AGU Abstract

Rayleigh-wave Group Velocity Tomography in the Vicinity of the Hawaiian Hotspot

Anne E Strader¹, Gabi Laske², John A Orcutt², Cecily J Wolfe⁴, John A Collins³, Sean C Solomon⁵, Robert S Detrick³, David Bercovici⁶, Erik H Hauri⁵

1. Bucknell University, Lewisburg, PA, USA.
2. Scripps Institution of Oceanography, La Jolla, CA, USA.
3. Woods Hole Oceanographic Institution, Woods Hole, MA, USA.
4. University of Hawaii at Manoa, Honolulu, HI, USA.
5. Carnegie Institute of Washington, Washington, DC, USA.
6. Yale University, New Haven, CT, USA. 

We present maps of long-period Rayleigh wave group velocity maps for the area spanned by the Hawaiian PLUME (Plume-Lithosphere Undersea Mantle Experiment) project. Specifically, we used observations from the second deployment of ocean-bottom and land broadband instruments that operated from April 2006 through May 2007. The recording network consisted of13 land stations with ten temporary and three observatory instruments and 38 ocean bottom sites that were equipped with 4-component broad-band instruments. With an average station spacing of approximately 200 km, this network had an aperture of nearly 1300 km.

For this study, we used an efficient interactive screen tool that employs a multiple filtering technique to measure the frequency-dependent group velocity. The spectra are pre-whitened to reduce biasing effects at frequencies with strong dispersion. We established that the technique provides reliable results for the two-station approach used here, at frequencies between 7 and 60 mHz. Our analysis includes records from 182 shallow earthquakes with focal depth h₀<200 km, and a scalar seismic moment M₀>0.01×10²⁰ Nm, and surface wave magnitudes M_S≥5.6. Six smaller events also have signal levels suitable for analysis.
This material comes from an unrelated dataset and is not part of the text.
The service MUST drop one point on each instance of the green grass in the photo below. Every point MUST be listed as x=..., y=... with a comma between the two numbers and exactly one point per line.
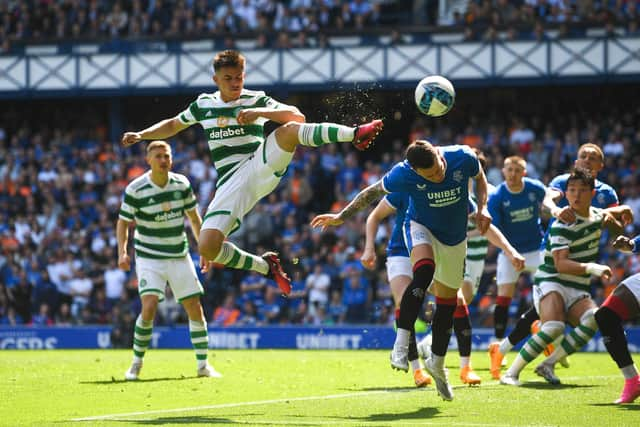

For initial dispersion quality and consistency checks, we inspected local group velocity maps obtained from 555 path-averaged group velocity curves for paths that cross the PLUME network. Occam-smoothed matrix inversions are performed for maps with 1° in latitude and longitude. The data are highly consistent at frequencies above 10 mHz. At frequencies below 25 mHz, there is an anomaly downstream of the island of Hawaii that intensifies with decreasing frequency. This result suggests a deep-seated structural anomaly. Group velocities at frequencies above 40 mHz also map with high fidelity. However, in an initial inversion for three-dimensional mantle shear velocity structure we discarded such data, as they are highly sensitive to bathymetry (which is well known and can be corrected for) and crustal thickness (which is less well known). The dominant feature in the resulting model is a strong low-velocity anomaly in the lower lithosphere and asthenosphere downstream of the island of Hawaii. This outcome is broadly consistent with earlier results obtained from the analysis of Rayleigh wave phase data.